Output Speed: Tokens per second received while the model is generating tokens (ie. after first chunk has been received from the API for models which support streaming).
Latency: Time to first token of tokens received, in seconds, after API request sent. For models which do not support streaming, this represents time to receive the completion.
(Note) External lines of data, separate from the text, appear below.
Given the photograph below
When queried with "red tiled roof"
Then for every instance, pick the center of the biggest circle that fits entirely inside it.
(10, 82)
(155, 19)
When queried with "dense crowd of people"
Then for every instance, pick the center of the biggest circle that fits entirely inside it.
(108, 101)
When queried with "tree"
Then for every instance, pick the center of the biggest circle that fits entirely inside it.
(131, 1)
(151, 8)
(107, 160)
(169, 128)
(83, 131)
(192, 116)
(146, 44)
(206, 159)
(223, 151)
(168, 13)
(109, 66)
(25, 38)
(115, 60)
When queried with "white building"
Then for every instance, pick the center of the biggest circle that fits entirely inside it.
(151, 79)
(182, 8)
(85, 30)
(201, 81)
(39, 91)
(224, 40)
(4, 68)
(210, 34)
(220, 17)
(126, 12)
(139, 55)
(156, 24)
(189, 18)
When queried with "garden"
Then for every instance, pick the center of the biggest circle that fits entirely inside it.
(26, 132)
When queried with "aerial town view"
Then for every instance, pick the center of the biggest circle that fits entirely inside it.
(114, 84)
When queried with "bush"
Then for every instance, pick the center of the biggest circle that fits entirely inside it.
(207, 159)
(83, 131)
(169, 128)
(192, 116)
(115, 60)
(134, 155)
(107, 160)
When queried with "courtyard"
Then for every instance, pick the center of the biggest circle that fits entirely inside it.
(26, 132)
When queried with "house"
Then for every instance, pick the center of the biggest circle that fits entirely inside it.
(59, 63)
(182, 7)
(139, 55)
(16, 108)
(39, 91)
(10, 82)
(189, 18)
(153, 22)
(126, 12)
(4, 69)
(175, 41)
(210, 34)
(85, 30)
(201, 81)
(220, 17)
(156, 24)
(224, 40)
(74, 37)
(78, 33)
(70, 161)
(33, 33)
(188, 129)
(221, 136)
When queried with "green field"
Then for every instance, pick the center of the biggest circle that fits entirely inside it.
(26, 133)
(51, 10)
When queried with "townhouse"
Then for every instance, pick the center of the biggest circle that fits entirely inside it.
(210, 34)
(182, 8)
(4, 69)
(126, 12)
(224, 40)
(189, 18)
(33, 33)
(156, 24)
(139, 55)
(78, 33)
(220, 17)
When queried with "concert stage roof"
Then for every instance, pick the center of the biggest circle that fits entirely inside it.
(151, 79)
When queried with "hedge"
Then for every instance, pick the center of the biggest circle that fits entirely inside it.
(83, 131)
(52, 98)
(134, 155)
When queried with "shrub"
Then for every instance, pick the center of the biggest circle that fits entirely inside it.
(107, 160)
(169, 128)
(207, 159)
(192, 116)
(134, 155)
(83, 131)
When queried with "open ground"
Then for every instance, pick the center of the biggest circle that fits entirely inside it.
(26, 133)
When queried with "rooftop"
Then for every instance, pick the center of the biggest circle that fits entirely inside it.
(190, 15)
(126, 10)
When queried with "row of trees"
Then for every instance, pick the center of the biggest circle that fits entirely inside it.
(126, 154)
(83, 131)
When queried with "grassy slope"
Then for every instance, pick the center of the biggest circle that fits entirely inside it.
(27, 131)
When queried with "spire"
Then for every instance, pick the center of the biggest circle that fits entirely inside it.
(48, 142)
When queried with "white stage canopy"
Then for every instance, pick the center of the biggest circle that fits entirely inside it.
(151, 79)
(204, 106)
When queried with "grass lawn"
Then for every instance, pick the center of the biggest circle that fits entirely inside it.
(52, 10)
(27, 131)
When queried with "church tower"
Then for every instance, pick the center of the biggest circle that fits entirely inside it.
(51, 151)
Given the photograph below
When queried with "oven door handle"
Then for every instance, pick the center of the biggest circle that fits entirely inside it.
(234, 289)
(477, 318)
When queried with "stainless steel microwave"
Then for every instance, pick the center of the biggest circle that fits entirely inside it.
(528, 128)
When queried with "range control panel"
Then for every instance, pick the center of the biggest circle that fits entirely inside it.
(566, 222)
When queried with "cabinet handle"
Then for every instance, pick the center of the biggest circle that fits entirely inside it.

Price: Price per token, represented as USD per million Tokens. Price is a blend of Input & Output token prices (3:1 ratio).
Output Price: Price per token generated by the model (received from the API), represented as USD per million Tokens.
Input Price: Price per token included in the request/message sent to the API, represented as USD per million Tokens.
Time period: Metrics are 'live' and are based on the past 72 hours of measurements, measurements are taken 8 times a day for single requests and 2 times per day for parallel requests.